The second layer is the economy. The US spends more principally because
it is wealthier, but even in proportion to its gross domestic product
(GDP), the US spends more, about 60 percent more. But that is only the
second layer.

The third layer is price. Health care prices are inordinately high in
the US and inordinately low in many other countries, particularly those
that exercise price controls. Therefore, to understand how much care is
given, comparisons of health care spending must be adjusted for the
purchasing power parity of health care (HC-ppp). When so adjusted,
spending in the US is still higher relative to its GDP, but by only 31
percent. This represents the core difference in services. Some are
administrative, but most are health care services.

What explains this 31 percent? A large body of evidence suggests that it
results from poverty and income inequality, which are more prevalent in
the US than in any other OECD country except Chile, Mexico and Turkey.
And poverty is associated with substantial increments in spending. For
example, the poorest decile of Medicare beneficiaries spends 30-40
percent more than the wealthiest; overall hospital utilization rates in
large urban areas are 25-35 percent more than in their wealthiest Zip
codes; and hospital readmissions are most prevalent from poor
neighborhoods and in safety-net hospitals.

Much of this relates to chronic illness, which is most prevalent among
the poor. And chronic illness rates are higher in the US than in most
other OECD countries, higher than Canada or England and higher than the
average of France, Germany, Italy, Japan, Spain and the UK. Similarly,
obesity, which is most common among the poor, is most prevalent in US.
And the rates of infant, maternal and preventable mortality, which are
often taken as measures of health care effectiveness but are actually
markers of poverty and the burden of disease, are all higher in the US
than in any other advanced economy.

The Gini coefficient is a measure of income inequality. To estimate the
impact of income inequality on health care spending, it was applied to
the spending level in each of the OECD countries. So doing erased the
difference between the price-adjusted level expected from GDP and the
actual expenditures in the US. Thus, while the US spends more than twice
as much on health care than the mean of other OECD countries, its
greater GDP and higher prices explain most of it, and income inequality
offers an explanation for the rest.

But there is more, and it is the core of the core. The OECD measures a
host of spending categories in addition to health care. In most,
spending in the US is proportional to its GDP. Health care, which
exceeds the OECD norm, is one exception. A second is social spending,
and it deviates in the opposite direction. Social spending in the US is
33 percent less than predicted from GDP. And recent trends are
constraining it further by limiting funds for food stamps, housing
subsidies, and programs that serve youth, the elderly, and the homeless.

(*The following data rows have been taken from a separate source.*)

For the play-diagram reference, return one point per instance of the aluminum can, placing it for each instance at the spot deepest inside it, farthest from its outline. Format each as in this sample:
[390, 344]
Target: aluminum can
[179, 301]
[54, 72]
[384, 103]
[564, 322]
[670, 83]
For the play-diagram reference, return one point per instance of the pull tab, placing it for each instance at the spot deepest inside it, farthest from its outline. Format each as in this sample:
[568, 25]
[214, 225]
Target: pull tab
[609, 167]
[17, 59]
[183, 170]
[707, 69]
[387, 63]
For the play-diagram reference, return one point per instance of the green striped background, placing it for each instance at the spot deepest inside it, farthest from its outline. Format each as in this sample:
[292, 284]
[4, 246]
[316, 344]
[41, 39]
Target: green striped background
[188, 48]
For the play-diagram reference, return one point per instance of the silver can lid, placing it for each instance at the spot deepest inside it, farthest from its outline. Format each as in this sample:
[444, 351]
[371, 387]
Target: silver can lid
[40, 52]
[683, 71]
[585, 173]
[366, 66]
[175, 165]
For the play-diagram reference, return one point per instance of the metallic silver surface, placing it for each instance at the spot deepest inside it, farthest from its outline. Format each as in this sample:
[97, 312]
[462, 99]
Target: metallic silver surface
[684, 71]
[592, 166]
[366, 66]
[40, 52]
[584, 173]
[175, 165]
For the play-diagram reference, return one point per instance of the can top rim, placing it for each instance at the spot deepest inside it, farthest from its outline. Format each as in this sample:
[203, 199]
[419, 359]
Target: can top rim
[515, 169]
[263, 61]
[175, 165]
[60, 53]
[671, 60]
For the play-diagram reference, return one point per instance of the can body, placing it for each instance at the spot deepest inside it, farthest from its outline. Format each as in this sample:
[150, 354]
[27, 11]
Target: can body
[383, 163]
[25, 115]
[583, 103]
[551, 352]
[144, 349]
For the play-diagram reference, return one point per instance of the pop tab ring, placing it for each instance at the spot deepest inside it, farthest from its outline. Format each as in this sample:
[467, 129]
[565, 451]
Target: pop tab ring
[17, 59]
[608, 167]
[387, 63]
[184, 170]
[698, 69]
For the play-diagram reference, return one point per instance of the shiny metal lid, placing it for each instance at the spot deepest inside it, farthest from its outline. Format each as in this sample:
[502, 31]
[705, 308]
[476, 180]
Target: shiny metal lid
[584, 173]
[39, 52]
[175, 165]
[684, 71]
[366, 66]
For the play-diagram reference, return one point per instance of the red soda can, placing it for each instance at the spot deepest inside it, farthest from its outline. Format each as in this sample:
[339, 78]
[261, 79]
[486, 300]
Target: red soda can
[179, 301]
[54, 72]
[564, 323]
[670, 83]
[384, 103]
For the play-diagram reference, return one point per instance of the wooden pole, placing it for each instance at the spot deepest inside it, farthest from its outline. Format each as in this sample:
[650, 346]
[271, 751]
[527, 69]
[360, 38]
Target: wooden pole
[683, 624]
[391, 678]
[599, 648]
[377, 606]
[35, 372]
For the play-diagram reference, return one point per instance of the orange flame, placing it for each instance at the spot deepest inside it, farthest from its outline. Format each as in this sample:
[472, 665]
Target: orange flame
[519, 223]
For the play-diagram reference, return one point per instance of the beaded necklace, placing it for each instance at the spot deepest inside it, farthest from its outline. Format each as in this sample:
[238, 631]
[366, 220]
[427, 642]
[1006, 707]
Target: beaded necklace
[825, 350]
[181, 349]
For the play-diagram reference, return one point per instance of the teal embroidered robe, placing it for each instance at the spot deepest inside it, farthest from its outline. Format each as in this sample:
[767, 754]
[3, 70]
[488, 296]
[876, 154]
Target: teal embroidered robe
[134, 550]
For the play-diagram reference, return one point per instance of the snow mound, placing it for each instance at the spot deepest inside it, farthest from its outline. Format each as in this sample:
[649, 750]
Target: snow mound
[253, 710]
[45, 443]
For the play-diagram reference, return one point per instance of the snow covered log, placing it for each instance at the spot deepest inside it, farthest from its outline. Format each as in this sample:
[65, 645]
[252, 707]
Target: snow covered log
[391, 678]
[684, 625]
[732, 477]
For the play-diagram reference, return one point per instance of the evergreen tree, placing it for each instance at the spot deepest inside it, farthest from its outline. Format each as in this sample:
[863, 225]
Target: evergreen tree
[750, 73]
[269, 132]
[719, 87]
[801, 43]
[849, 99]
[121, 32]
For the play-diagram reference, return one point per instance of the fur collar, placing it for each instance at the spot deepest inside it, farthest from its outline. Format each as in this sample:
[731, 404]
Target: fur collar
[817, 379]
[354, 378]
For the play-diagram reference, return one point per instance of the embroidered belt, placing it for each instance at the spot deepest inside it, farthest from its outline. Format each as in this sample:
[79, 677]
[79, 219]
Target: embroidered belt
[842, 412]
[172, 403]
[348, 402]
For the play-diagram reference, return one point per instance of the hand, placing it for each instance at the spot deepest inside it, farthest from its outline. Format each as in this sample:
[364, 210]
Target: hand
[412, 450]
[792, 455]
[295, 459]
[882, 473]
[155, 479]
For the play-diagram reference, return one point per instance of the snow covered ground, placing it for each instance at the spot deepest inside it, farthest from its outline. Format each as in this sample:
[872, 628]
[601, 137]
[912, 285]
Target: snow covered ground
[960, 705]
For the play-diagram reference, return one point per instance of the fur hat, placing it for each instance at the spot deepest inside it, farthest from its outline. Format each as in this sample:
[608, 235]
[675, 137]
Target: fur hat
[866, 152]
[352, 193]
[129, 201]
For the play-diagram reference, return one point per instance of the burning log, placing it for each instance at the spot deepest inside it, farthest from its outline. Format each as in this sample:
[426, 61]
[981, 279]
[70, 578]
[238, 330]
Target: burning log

It is difficult not to connect the dots from inadequate social spending
to excess poverty and income inequality to more chronic illness and
higher health care spending. These dots reside in the core of the OECD
onion, and the failure to cope with them is placing an unsustainable
burden on our health care system.

http://healthaffairs.org/blog/2013/10/09/inequality-is-at-the-core-of-high-health-care-spending-a-view-from-the-oecd/


Comment: In this article, Richard "Buz" Cooper develops the theme that
income inequality and excess poverty along with our inadequate
compensatory social spending are the primary reasons that our health
care spending is so high. Others might prefer to frame the reasons in
different terms, but that does not change the fact that it is imperative
that we establish policies to cope with these societal deficiencies.

As an aside, he does mention that some of the core differences in U.S.
services are administrative, but then does not mention that much of that
administrative waste could be recovered by establishing a more effective
and efficient health care financing system (i.e., single payer).

Buz Cooper's Health Affairs biography states, "He has rediscovered the
essential role of professionalism in health care and the central
importance of poverty in the growth of health care spending." Let's see
what we can do to help the rest of the policy community and our
politicians make the same discovery.